13.       Accordingly, Re Foulds 2013 has no binding or persuasive authority on the issue of compensation.  Firstly, at para 50 the panel equates the compensation issue for justices of the peace with the professional disciplinary process.  This is clearly wrong.  Justices of the Peace are neither employees or professional liscense holders.  They are part of the judiciary.  Secondly, the panel comments that the “awarding of costs” in judicial misconduct proceedings lacks consistency but fails to articulate this point with any authorities.  In fact,  judicial officers are consistently compensated for the cost of their defence in judicial misconduct proceedings and it is in rare circumstances that they are not.  It will be instructive to analyze those rare circumstances where they are not in adjudicating this aspect of the case.
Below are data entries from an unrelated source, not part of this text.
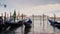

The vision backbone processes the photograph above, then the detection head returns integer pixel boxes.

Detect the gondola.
[4,19,23,31]
[48,19,60,29]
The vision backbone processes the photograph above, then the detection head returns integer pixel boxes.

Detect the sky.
[0,0,60,16]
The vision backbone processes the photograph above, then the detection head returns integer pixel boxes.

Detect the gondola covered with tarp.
[48,19,60,29]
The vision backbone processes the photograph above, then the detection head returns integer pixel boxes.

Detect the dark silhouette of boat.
[48,19,60,29]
                                                Reilly  v.  Wachowich 1999 ABQB 639 (Canli)
                                                Ruffo  v.  Quebec [1998] R.J.Q. 254
                                                Fortin  v.  Ministre de la justice Quebec 2002 Canlii 1160

Judicial Immunity:

17.       While some of the allegations did not go to the actual discharge of his judicial duties.  It is clear that counts 1,3 and 13 of the Notice of Hearing touched the discharge of his judicial duties to litigants before the Court and no such litigants were called to testify in support of this claim.  Section 20 of the JPA protects sitting justices of the peace from such attacks on the discharge of their judicial functions.
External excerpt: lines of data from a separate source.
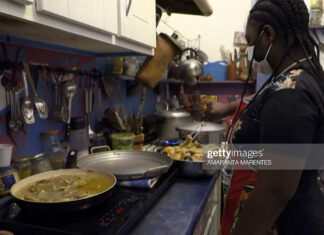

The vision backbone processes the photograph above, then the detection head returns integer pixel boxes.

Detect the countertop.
[129,171,218,235]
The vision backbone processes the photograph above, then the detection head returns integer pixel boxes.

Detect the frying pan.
[10,169,117,212]
[77,150,173,180]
                                                s.20 of JPA – Judicial Immunity

24.       On the findings made against His Worship the Ontario Human Rights Code provides the following defences:

                                    1.         Jurisdiction – deferral to alternate forum – s.45;
                                    2.         Delay – s.34(1)(2)
                                    3.         Consent/Welcome/Not vexatious Defence

                                                CHRC   v.  Canadian Armed Forces et al 1999 Canlii 18902
                                                Anamguya  v.  Intercon Security 2011 HRTO 2186
                                                Szabo  v.  Regional Municaipality of Niagrara 2010 HRTO                                                 1083 Lavoie  v.  Calabogie Peaks et al 2012 HRTO 1237
                                                OHRC  V.  Howard 2004 HRTO 8

Right to Defend
One’s Self Fundamental:

26.       The right to defend one’s self is perhaps the most fundamental legal right in our system of justice.  So fundamental is this right that it is in fact incorporated in the Justices of the Peace Act in s.11.2(1) and (2).
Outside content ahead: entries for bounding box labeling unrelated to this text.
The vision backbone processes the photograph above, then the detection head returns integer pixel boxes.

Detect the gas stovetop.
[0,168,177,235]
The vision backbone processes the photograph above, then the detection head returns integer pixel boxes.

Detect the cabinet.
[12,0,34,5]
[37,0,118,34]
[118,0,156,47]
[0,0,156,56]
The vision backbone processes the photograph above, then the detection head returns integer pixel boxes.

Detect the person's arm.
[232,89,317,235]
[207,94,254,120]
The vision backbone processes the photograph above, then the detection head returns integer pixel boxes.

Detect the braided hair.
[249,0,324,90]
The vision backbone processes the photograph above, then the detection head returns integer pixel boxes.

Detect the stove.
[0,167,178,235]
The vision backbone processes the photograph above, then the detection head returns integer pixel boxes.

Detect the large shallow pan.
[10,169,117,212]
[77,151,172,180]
27.       The following international conventions are further evidence of this important and fundamental right:

Universal Declaration of Human Rights, G.A. Res.271(III), UNGAOR, 3d Sess., supp. No. 13, UN. Doc. A/810 (1948) 71

Article 12.

No one shall be subjected to arbitrary interference with his privacy, family, home or correspondence, nor to attacks upon his honur and reputation.  Everyone has the right to the protection of the law against such interference or attacks.

International Covenant on Civil and Political Rights, 19 December 1966, 999 U.N.T.S. 171

Article 17

1.   No one shall be subjected to arbitrary or unlawful interference with his privacy, family, home or correspondence, nor to unlawful attacks on his honour and reputation.

2.   Everyone has the right to the protection of the law against such interference or attacks.